Einige Marktkommentatoren argumentieren, dass Altcoins, einschließlich XRP, weiterhin anfällig für Schlagzeilen über regulatorische Klarheit und institutionelle Ströme sind, die die Ströme von Großinhabern schnell verstärken können. Trotz der jüngsten Verkäufe gibt es Gründe, warum die Bullen zögern, die Erzählung ganz aufzugeben.
Der Preis von XRP liegt immer noch deutlich über dem Niveau, auf dem sich viele Privatanleger zu Beginn des Jahres auf die Rallye eingelassen haben, und ein stetiger Strom institutionellen Interesses an der Krypto-Infrastruktur, ETF-Spekulationen und veraltete Regulierungsaktualisierungen haben in diesem Zyklus wiederholt die Stimmung zugunsten von XRP verändert. Dennoch ist die Tatsache, dass Verkäufer innerhalb von zwei Tagen fast 200 Millionen Token abgeladen haben, eine Erinnerung daran, dass übergroße Bewegungen von Walen eine übermäßige Volatilität auslösen können, bis sich die Konzentration des Angebots lockert.
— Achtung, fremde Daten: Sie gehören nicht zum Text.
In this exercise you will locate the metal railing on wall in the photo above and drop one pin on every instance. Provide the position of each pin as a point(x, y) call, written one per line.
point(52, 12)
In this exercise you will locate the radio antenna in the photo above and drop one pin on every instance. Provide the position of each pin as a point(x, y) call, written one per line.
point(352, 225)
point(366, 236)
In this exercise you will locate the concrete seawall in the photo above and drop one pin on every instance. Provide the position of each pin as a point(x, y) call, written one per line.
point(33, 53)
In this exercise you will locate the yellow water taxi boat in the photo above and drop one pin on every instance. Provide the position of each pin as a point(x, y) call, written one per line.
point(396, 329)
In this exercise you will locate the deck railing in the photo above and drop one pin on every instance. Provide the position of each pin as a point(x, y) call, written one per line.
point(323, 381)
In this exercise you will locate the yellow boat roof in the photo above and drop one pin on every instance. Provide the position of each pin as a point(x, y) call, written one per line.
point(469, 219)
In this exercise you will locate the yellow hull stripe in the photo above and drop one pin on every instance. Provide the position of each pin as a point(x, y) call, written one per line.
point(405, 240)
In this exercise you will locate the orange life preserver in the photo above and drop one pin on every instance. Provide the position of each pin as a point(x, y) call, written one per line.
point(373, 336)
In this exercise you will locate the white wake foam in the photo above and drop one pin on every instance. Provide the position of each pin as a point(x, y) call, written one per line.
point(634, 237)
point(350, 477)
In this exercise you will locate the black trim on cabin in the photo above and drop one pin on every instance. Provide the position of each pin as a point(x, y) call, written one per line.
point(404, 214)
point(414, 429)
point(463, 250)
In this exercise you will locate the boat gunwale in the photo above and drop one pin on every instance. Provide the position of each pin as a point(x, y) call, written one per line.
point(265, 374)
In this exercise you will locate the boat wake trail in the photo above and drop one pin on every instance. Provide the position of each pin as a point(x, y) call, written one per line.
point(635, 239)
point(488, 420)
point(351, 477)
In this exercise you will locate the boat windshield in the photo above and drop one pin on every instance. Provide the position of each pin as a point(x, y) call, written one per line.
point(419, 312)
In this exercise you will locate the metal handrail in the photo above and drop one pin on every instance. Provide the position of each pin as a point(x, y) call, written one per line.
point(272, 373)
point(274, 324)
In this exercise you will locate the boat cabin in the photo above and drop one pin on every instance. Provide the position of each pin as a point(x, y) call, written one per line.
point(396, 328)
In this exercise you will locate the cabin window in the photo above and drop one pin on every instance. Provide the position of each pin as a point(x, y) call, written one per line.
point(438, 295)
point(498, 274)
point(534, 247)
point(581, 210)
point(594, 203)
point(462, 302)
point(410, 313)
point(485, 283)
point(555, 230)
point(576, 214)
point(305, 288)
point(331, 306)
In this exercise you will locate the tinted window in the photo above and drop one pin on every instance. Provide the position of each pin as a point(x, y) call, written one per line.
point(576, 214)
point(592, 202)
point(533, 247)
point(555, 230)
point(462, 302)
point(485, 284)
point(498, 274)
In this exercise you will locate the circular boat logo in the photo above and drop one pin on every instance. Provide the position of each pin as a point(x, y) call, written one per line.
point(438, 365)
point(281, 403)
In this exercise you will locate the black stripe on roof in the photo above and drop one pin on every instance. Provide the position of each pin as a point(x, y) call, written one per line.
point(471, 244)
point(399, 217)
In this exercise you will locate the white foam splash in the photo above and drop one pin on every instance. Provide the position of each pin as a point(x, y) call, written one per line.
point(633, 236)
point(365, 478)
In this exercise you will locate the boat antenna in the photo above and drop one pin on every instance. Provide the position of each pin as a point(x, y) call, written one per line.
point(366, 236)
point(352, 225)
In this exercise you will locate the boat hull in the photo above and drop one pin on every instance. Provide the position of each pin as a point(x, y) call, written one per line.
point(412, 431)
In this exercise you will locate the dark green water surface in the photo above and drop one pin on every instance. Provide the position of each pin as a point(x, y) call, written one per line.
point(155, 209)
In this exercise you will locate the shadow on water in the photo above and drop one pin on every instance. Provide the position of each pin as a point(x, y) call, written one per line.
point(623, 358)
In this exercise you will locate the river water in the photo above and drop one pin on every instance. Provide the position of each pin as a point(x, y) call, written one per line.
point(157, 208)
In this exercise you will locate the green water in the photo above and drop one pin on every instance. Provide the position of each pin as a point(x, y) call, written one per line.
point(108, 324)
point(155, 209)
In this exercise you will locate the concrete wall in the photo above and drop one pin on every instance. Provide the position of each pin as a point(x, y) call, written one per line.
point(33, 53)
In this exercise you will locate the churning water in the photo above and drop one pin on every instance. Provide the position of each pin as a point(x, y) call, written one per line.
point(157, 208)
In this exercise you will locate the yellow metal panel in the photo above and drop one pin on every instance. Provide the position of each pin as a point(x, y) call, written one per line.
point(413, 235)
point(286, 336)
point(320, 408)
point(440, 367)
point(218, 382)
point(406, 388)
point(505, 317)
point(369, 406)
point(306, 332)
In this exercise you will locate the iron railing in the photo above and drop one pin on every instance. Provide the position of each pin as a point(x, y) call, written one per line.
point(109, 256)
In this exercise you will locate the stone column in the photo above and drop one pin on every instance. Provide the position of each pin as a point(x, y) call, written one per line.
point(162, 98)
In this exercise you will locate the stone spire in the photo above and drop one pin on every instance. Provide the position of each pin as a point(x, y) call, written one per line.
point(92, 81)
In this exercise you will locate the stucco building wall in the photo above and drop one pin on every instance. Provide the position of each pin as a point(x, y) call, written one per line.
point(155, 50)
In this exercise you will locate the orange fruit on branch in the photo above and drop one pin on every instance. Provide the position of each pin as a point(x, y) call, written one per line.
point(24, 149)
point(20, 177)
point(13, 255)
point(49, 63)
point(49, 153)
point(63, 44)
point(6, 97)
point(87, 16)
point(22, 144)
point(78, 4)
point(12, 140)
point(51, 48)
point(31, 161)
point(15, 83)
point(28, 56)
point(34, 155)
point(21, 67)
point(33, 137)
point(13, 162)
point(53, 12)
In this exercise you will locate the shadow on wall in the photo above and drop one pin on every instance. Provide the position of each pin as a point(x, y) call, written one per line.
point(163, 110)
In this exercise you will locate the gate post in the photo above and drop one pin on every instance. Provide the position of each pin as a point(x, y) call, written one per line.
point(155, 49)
Für Händler ist die praktische Erkenntnis einfach: Erwarten Sie unruhige Preisbewegungen und verwalten Sie die Positionsgröße. Die Unterstützung in der Nähe des 2,00-Dollar-Bereichs und der Widerstand im Tiefstwert von 2,40 US-Dollar werden genau beobachtet. Wenn die Käufer die Kontrolle zurückgewinnen und die Verkäufe absorbieren, könnte sich XRP konsolidieren und einen langsamen Anstieg fortsetzen, aber ein Durchbruch unter die wichtige Unterstützung würde wahrscheinlich weitere Abwärtsprognosen von kurzfristig orientierten Händlern nach sich ziehen.
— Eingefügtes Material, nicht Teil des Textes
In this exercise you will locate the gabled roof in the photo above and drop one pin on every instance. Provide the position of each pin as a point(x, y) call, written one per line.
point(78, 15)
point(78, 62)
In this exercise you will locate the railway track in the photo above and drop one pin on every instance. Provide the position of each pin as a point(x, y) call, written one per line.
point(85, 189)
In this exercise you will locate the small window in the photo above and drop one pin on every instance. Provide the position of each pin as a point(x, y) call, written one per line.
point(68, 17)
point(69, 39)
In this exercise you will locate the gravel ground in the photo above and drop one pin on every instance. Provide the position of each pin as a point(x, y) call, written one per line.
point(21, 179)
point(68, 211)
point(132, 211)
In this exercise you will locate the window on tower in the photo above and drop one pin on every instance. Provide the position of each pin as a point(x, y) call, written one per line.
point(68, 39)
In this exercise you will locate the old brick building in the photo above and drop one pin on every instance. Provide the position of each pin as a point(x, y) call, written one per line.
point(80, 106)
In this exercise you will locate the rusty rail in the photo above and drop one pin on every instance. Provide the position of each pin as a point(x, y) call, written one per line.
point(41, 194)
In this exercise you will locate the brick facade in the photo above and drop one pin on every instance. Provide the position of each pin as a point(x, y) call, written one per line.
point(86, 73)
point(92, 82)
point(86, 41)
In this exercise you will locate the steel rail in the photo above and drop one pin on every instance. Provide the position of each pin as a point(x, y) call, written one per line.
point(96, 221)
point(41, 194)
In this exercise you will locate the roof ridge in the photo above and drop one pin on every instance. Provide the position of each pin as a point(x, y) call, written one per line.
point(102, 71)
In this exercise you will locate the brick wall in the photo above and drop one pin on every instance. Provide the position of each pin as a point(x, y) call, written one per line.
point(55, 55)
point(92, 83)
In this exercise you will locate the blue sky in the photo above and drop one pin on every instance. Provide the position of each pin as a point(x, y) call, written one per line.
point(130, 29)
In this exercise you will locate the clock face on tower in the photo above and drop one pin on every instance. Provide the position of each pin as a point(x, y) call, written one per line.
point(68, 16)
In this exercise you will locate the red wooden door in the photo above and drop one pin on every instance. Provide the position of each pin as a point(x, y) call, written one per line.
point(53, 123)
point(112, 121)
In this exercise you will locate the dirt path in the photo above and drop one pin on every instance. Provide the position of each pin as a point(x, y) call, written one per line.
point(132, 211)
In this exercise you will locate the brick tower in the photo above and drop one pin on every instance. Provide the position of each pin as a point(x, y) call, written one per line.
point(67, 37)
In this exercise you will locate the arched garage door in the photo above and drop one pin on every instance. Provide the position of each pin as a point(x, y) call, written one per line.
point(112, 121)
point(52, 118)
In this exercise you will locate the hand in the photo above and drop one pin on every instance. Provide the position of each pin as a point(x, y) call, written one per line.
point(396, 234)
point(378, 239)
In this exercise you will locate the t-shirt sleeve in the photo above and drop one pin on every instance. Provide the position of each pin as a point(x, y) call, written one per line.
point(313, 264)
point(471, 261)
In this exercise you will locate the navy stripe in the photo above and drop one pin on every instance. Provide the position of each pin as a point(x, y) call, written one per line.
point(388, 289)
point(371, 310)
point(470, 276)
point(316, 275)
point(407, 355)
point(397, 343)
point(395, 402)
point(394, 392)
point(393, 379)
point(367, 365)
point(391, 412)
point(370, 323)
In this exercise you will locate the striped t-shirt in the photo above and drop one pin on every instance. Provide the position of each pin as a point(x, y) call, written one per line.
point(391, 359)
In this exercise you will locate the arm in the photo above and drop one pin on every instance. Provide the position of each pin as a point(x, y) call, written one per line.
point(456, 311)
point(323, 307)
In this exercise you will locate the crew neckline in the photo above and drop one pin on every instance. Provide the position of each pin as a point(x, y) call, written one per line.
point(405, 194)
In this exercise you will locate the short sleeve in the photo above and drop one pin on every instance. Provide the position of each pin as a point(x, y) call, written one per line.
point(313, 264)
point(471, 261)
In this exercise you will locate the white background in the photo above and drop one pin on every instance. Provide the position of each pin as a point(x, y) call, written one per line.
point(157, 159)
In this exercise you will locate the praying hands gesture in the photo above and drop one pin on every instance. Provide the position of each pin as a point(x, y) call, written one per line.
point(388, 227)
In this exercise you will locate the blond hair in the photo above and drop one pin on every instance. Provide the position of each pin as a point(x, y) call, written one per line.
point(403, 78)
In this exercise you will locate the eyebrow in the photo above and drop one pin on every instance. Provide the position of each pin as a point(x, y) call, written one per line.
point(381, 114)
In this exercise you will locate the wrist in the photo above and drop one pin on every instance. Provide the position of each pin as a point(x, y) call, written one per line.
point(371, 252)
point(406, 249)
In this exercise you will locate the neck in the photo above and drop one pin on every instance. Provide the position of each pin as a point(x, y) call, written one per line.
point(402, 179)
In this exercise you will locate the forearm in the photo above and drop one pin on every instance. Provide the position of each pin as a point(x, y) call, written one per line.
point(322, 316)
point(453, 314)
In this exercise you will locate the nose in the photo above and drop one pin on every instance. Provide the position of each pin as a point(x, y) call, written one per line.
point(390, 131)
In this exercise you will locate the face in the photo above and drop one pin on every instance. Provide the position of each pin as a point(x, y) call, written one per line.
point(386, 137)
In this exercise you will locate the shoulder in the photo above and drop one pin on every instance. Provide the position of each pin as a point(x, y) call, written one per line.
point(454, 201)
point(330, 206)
Über das Ausmaß sind sich Analysten uneinig. Einige Prognosen gehen davon aus, dass der Dezember-Bereich nur leicht unter dem heutigen Preis liegt, während andere steilere Korrekturszenarien skizzieren, wenn die makroökonomische Liquidität knapper wird. Wie immer bei Walaktivitäten kommt es auf den Kontext an: Große Geldbörsen bewegen sich aus vielen Gründen: Gewinnmitnahmen, Steuer- oder Buchhaltungsmanöver, Neuausrichtung zwischen Strategien oder marktschaffende Ströme.
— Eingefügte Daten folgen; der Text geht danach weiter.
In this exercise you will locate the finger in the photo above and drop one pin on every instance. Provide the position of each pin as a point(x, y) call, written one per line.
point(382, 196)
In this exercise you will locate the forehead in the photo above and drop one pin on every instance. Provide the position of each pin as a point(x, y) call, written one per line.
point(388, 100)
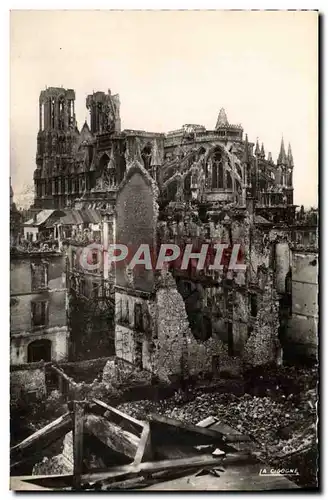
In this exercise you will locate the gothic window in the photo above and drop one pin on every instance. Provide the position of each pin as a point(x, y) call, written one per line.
point(39, 313)
point(53, 113)
point(39, 350)
point(253, 304)
point(146, 156)
point(228, 180)
point(138, 317)
point(42, 117)
point(95, 289)
point(217, 166)
point(61, 115)
point(39, 275)
point(82, 287)
point(138, 354)
point(230, 340)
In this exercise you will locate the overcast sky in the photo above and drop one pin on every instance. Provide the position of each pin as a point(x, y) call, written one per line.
point(171, 68)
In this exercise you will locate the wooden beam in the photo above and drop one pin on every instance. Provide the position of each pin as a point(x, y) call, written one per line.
point(144, 451)
point(119, 440)
point(124, 420)
point(43, 437)
point(78, 444)
point(165, 430)
point(131, 470)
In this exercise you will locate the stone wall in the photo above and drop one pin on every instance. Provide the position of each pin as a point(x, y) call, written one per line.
point(302, 330)
point(22, 295)
point(27, 382)
point(57, 336)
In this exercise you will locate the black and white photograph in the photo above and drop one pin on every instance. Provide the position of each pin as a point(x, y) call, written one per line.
point(164, 250)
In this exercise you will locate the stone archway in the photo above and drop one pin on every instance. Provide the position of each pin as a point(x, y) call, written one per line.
point(39, 350)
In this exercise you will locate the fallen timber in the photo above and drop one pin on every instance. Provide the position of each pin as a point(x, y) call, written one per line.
point(156, 451)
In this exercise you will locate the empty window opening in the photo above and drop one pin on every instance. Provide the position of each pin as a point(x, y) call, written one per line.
point(39, 313)
point(138, 355)
point(253, 304)
point(230, 340)
point(39, 273)
point(138, 323)
point(39, 350)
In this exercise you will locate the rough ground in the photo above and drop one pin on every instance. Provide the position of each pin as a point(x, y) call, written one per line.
point(281, 420)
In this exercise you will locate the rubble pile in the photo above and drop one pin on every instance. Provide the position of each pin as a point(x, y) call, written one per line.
point(281, 424)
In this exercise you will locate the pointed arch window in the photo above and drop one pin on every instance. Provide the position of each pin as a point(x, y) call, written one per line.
point(61, 114)
point(146, 156)
point(217, 171)
point(228, 180)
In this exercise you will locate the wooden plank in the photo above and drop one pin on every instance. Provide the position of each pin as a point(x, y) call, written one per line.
point(78, 444)
point(231, 435)
point(144, 451)
point(43, 437)
point(207, 422)
point(119, 440)
point(48, 481)
point(124, 420)
point(131, 470)
point(166, 428)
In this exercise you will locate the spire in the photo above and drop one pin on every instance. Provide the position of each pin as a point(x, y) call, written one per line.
point(290, 156)
point(282, 159)
point(246, 152)
point(222, 120)
point(262, 153)
point(257, 148)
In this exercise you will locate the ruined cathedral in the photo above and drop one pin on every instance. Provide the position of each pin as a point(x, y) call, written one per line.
point(190, 185)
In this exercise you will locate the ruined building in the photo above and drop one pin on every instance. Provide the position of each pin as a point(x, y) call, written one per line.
point(190, 185)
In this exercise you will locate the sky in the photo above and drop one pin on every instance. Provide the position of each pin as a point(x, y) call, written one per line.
point(172, 68)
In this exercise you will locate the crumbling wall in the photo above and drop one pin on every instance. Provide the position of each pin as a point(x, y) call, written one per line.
point(28, 382)
point(262, 346)
point(302, 330)
point(59, 344)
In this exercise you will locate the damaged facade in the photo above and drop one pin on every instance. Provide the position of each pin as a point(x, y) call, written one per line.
point(38, 317)
point(190, 185)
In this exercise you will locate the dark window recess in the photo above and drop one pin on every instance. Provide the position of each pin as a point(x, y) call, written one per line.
point(288, 282)
point(82, 287)
point(39, 313)
point(215, 366)
point(95, 289)
point(138, 355)
point(39, 350)
point(230, 340)
point(138, 322)
point(39, 274)
point(253, 304)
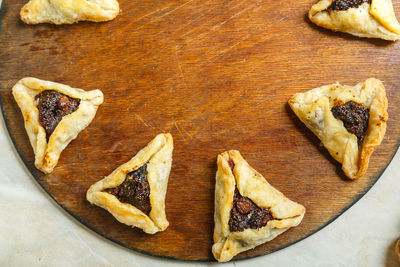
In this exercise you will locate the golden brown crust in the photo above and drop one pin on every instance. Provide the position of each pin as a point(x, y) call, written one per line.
point(314, 109)
point(48, 153)
point(375, 20)
point(158, 157)
point(68, 11)
point(253, 185)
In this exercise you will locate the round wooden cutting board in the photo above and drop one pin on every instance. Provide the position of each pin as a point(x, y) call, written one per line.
point(216, 75)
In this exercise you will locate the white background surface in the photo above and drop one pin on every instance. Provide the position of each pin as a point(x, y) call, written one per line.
point(35, 231)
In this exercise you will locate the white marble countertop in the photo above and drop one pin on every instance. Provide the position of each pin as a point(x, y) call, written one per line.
point(35, 231)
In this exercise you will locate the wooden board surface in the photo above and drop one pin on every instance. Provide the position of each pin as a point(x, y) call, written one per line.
point(215, 74)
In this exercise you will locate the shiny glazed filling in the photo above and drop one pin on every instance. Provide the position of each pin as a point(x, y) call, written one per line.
point(346, 4)
point(135, 190)
point(355, 118)
point(53, 106)
point(245, 214)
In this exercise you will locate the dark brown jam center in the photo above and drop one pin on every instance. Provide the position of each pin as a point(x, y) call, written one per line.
point(346, 4)
point(355, 118)
point(135, 190)
point(53, 106)
point(245, 214)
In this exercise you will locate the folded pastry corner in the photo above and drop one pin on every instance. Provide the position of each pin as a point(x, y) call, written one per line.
point(362, 18)
point(248, 210)
point(68, 11)
point(134, 193)
point(350, 121)
point(54, 115)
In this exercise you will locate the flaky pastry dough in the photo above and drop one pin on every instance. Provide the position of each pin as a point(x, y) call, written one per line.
point(68, 11)
point(48, 153)
point(375, 20)
point(253, 185)
point(158, 157)
point(314, 109)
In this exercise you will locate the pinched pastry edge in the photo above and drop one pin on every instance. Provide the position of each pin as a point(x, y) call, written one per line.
point(158, 156)
point(48, 153)
point(68, 11)
point(313, 108)
point(375, 20)
point(253, 185)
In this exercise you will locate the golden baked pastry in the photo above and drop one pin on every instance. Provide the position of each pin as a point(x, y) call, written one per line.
point(248, 210)
point(135, 192)
point(362, 18)
point(54, 115)
point(350, 121)
point(68, 11)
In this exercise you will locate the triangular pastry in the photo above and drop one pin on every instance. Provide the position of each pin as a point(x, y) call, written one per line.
point(68, 11)
point(350, 121)
point(54, 115)
point(362, 18)
point(248, 210)
point(135, 192)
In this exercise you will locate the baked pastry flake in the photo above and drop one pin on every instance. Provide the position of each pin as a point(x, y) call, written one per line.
point(134, 193)
point(350, 121)
point(54, 115)
point(68, 11)
point(248, 210)
point(362, 18)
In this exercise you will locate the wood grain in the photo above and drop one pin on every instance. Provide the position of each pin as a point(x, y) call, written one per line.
point(217, 75)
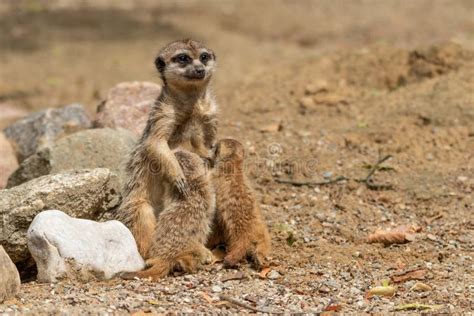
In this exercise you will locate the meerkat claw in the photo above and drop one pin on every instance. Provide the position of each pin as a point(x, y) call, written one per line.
point(182, 186)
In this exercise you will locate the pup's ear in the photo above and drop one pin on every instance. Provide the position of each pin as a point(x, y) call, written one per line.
point(160, 64)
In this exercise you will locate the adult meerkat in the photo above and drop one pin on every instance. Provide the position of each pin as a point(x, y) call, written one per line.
point(183, 225)
point(238, 223)
point(184, 116)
Die Reaktion des Marktes in den nächsten 24 bis 72 Stunden dürfte klarer machen, ob der Einbruch am Donnerstag ein isoliertes Liquiditätsereignis oder der Auftakt einer umfassenderen Preisanpassung war. Händler und Beobachter werden auf Orderbücher, On-Chain-Flows und Schlagzeilen gespannt sein, um den nächsten Vorstoß in beide Richtungen zu erwarten.